Runaway guard. Three identical calls in six turns and the loop exits with a targeted diagnostic — usually pointing at detect_webview when the target is Electron or WebView2 with a sparse accessibility tree.


Pipeline 2 — Direct tools: your AI decides

Every editor host (Claude Code, Cursor, Windsurf, Codex, Zed) and every headless agent with its own brain (OpenClaw, Claude Agent SDK, your own loop) uses this path. Your LLM picks the calls; clawdcursor supplies read-only context, safe actuation, and fresh observations from the real desktop. The same planning context Pipeline 1 gets for free is exposed to external brains through four read-only introspection tools (system.classify_task, system.app_guide, system.detect_app, system.system_prompt).

flowchart TB
    task["User task"] --> loop["External agent LLM loop<br/>plans, chooses tools, verifies"]
    loop --> context["MCP read-only context<br/>system_prompt · detect_app<br/>classify_task · app_guide"]
    context --> route{"Cheapest viable path"}

    route -- deterministic --> shortcut["Deterministic path<br/>window.open_*<br/>system.shortcuts_run"]
    route -- a11y first --> a11y["A11y path<br/>read_tree<br/>invoke · set_value · focus"]
    route -- webview / Electron --> webview["WebView bridge<br/>detect_webview<br/>relaunch_with_cdp<br/>browser.*"]
    route -- canvas / visual only --> vision["Vision fallback<br/>screenshot + external vision LLM<br/>coords back to computer"]
    route -- delegate subtask --> handoff["task({instruction:...})<br/>hand off to Pipeline 1"]

    shortcut --> safety
    a11y --> safety
    webview --> safety
    vision --> safety
    handoff --> p1["Pipeline 1 autonomous loop<br/>(daemon LLM only)"]
    p1 --> safety

    safety["Shared safety gate<br/>allow / confirm / block"] -- allowed --> tools["clawdcursor tool router"]
    safety -- needs user --> confirm["Human confirmation"] --> tools
    safety -- denied --> blocked["blocked"]
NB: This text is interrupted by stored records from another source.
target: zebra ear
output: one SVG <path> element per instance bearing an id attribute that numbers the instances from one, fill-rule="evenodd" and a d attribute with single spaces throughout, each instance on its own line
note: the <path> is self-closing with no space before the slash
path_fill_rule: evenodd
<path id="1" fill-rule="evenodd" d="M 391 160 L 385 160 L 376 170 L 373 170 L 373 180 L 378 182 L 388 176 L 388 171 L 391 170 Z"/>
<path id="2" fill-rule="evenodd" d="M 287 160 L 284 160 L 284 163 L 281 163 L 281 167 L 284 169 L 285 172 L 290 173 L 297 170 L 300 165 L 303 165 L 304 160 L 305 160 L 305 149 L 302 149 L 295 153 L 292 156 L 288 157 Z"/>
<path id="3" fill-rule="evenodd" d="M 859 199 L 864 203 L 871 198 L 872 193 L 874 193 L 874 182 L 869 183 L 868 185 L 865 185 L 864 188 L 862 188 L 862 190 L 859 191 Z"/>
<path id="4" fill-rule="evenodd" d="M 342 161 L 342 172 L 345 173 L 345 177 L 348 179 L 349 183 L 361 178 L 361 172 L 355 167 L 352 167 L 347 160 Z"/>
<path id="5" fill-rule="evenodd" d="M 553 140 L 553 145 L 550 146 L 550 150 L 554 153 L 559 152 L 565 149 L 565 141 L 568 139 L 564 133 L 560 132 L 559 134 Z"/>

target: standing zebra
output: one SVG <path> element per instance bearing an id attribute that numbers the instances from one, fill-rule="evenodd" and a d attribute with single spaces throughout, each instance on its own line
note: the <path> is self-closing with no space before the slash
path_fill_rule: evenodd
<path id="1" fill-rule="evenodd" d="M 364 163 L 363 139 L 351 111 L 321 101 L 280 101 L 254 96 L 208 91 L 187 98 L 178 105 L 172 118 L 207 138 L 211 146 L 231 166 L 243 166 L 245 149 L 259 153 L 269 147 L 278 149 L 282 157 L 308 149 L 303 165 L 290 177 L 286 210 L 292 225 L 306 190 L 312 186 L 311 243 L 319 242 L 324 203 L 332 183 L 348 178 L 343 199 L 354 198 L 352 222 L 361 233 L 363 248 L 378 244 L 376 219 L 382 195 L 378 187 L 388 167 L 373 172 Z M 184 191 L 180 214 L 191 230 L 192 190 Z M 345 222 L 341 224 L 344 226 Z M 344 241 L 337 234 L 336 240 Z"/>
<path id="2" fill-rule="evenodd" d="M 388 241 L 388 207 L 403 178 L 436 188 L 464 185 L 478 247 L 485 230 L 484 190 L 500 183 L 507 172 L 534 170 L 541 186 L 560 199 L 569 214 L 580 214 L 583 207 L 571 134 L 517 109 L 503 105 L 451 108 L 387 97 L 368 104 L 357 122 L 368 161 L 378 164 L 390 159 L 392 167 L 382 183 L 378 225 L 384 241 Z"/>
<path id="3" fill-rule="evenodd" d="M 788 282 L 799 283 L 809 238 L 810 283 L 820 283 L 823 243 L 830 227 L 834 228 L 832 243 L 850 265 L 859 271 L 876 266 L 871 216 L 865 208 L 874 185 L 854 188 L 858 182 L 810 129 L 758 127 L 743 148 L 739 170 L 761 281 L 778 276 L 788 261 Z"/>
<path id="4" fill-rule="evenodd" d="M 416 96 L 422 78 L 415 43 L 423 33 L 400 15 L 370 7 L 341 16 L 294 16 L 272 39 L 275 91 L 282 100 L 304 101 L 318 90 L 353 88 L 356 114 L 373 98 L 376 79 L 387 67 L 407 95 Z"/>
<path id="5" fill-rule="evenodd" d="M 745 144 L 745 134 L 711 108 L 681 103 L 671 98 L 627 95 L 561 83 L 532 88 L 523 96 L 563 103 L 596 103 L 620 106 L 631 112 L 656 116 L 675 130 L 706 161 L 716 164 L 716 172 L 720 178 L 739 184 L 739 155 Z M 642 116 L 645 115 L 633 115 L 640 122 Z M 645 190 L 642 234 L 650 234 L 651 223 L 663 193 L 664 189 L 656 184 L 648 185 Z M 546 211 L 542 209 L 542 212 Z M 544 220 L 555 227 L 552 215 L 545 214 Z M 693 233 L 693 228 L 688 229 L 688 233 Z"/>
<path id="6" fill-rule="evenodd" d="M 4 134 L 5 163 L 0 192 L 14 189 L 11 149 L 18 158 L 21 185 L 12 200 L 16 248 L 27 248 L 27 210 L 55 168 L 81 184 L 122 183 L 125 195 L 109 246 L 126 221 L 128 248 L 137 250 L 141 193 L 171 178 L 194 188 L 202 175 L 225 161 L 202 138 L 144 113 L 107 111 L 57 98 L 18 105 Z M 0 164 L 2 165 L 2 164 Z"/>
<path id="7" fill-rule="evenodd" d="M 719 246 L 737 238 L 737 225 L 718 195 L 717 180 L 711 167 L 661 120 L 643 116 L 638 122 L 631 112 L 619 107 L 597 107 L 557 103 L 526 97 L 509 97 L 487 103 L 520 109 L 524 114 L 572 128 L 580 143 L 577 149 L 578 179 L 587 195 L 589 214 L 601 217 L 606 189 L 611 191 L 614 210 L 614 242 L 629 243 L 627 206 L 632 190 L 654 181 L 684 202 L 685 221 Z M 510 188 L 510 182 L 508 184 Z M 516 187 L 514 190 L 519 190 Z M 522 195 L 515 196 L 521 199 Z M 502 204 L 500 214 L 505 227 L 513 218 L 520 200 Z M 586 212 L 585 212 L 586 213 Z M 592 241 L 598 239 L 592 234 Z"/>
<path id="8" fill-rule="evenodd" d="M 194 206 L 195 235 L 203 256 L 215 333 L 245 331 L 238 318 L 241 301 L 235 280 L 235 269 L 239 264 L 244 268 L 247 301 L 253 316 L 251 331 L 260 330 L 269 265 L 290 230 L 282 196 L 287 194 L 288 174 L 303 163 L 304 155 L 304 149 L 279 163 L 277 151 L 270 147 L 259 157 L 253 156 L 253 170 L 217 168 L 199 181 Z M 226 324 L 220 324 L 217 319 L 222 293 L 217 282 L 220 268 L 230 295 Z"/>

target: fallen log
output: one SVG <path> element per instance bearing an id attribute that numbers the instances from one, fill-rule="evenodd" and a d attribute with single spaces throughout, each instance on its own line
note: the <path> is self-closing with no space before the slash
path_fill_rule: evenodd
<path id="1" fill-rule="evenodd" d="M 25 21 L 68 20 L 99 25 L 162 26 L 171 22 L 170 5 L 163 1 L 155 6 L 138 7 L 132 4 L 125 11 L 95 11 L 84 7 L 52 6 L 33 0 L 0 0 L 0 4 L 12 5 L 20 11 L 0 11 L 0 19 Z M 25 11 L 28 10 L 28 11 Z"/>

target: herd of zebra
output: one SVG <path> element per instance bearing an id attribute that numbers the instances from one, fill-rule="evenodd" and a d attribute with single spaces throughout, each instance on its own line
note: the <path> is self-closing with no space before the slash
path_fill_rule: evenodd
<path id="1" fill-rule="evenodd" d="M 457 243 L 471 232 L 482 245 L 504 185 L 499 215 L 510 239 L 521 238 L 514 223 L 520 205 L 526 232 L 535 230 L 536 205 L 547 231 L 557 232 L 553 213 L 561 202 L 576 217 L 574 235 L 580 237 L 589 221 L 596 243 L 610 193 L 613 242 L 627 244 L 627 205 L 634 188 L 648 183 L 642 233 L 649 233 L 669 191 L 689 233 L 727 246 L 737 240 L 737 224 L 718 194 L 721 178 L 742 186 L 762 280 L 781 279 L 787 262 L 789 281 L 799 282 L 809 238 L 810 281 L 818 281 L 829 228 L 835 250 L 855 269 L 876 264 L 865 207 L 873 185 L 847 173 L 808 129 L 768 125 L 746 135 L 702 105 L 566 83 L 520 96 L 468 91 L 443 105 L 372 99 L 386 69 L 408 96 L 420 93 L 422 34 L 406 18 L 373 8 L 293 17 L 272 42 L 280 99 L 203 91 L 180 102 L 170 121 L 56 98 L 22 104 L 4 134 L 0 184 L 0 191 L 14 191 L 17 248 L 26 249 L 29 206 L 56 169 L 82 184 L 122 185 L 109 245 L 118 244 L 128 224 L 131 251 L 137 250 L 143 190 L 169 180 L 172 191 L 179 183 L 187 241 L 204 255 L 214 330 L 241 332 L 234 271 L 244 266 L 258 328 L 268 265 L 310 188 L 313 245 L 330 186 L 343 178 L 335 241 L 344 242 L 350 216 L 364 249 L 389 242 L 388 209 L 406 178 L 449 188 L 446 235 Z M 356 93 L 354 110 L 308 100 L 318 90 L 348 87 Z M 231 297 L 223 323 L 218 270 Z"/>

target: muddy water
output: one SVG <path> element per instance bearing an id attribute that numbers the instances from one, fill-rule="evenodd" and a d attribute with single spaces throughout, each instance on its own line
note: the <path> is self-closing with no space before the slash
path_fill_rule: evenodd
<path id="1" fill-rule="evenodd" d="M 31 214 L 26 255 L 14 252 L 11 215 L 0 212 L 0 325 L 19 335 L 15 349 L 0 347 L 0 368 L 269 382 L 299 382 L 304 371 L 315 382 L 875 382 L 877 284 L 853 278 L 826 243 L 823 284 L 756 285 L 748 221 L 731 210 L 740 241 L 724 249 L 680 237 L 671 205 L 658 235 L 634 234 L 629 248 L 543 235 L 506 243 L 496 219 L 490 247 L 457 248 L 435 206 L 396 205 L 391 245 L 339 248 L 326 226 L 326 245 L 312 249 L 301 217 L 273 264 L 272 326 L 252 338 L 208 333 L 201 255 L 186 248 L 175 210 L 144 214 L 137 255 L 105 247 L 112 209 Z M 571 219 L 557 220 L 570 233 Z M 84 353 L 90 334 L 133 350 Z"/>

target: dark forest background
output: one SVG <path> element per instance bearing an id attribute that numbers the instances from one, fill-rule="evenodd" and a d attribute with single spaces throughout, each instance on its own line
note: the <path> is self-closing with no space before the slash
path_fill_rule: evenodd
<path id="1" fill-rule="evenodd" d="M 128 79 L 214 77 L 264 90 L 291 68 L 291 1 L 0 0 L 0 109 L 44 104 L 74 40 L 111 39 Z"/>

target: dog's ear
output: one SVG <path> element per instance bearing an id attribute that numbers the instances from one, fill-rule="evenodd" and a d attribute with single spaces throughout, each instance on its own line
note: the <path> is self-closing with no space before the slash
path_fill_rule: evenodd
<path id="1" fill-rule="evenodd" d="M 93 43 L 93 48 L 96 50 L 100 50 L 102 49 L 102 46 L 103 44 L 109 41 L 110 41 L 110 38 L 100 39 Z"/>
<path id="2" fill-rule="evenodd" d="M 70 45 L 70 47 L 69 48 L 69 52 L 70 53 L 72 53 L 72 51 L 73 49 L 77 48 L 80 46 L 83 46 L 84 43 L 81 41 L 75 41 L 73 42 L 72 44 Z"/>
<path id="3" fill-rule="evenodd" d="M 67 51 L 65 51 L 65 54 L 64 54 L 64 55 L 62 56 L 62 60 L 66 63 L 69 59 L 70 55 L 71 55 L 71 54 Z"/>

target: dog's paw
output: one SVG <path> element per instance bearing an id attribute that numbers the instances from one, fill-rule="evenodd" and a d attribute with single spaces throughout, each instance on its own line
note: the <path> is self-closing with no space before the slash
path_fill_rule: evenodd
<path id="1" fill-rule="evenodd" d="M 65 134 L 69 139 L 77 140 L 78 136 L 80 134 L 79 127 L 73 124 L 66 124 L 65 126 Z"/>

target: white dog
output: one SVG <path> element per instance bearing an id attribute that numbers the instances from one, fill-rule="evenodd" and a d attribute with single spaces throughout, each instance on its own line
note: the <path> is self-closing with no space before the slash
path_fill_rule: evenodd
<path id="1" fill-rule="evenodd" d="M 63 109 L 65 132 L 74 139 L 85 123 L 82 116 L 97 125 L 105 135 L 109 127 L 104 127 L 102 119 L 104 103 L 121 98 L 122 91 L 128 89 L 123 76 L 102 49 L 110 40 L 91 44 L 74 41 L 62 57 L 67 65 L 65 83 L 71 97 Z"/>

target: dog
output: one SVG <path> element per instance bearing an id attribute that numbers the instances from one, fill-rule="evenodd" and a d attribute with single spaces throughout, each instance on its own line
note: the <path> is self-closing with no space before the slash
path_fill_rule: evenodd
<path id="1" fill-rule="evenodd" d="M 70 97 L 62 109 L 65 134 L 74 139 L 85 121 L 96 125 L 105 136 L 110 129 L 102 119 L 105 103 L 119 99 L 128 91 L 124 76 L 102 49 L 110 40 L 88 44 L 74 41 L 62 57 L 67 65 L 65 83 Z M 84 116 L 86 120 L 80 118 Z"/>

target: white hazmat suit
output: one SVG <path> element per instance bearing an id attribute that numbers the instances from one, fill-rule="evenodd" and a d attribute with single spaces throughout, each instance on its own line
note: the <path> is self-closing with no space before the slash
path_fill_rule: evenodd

    tools --> desktop["Real desktop<br/>native app · browser · canvas"]
    desktop --> observe["Fresh observation<br/>a11y tree · OCR<br/>screenshot · CDP DOM"]
    observe --> verify{"Does state match goal?"}

    verify -- pass --> done["done"]
    verify -- fail --> retry["retry with new state"]

    classDef input fill:#f8fafc,stroke:#64748b,color:#0f172a;
    classDef agentNode fill:#dbeafe,stroke:#2563eb,color:#0f172a;
    classDef contextNode fill:#fef3c7,stroke:#d97706,color:#0f172a;
    classDef gate fill:#ede9fe,stroke:#7c3aed,color:#0f172a;
    classDef desktopNode fill:#dcfce7,stroke:#16a34a,color:#0f172a;
    classDef expensive fill:#ffedd5,stroke:#ea580c,color:#0f172a;
    classDef handoffNode fill:#d1fae5,stroke:#047857,color:#0f172a;
    classDef stop fill:#fee2e2,stroke:#dc2626,color:#0f172a;

    class task,done,retry input;
    class loop,verify agentNode;
    class context,route contextNode;
    class safety,confirm,tools gate;
    class desktop,observe desktopNode;
    class shortcut,a11y,webview,vision expensive;
    class handoff,p1 handoffNode;
    class blocked stop;

The four phases:

  1. Load context — yellow. Call system({"action":"system_prompt"}) once if you want clawdcursor's operating stance, then call system({"action":"detect_app","urlOrTitle":"..."}) and system({"action":"classify_task","task":"...","activeWindowTitle":"..."}) on turn 1. If an appKey comes back, follow with system({"action":"app_guide","app":appKey}) and paste the returned promptFragment into your own LLM's system prompt. That's how you inherit clawdcursor's app expertise without running its autonomous loop.

  2. Pick the cheapest viable path — yellow to orange:

    • router → deterministic shortcuts. window.open_app, window.open_url, system.shortcuts_run. No LLM call needed.

    • playbook → canned keystroke sequence (compose-send, find-replace) via computer.key + accessibility.invoke.

    • blind / hybridaccessibility.read_tree first, then accessibility.invoke / set_value / focus on named targets.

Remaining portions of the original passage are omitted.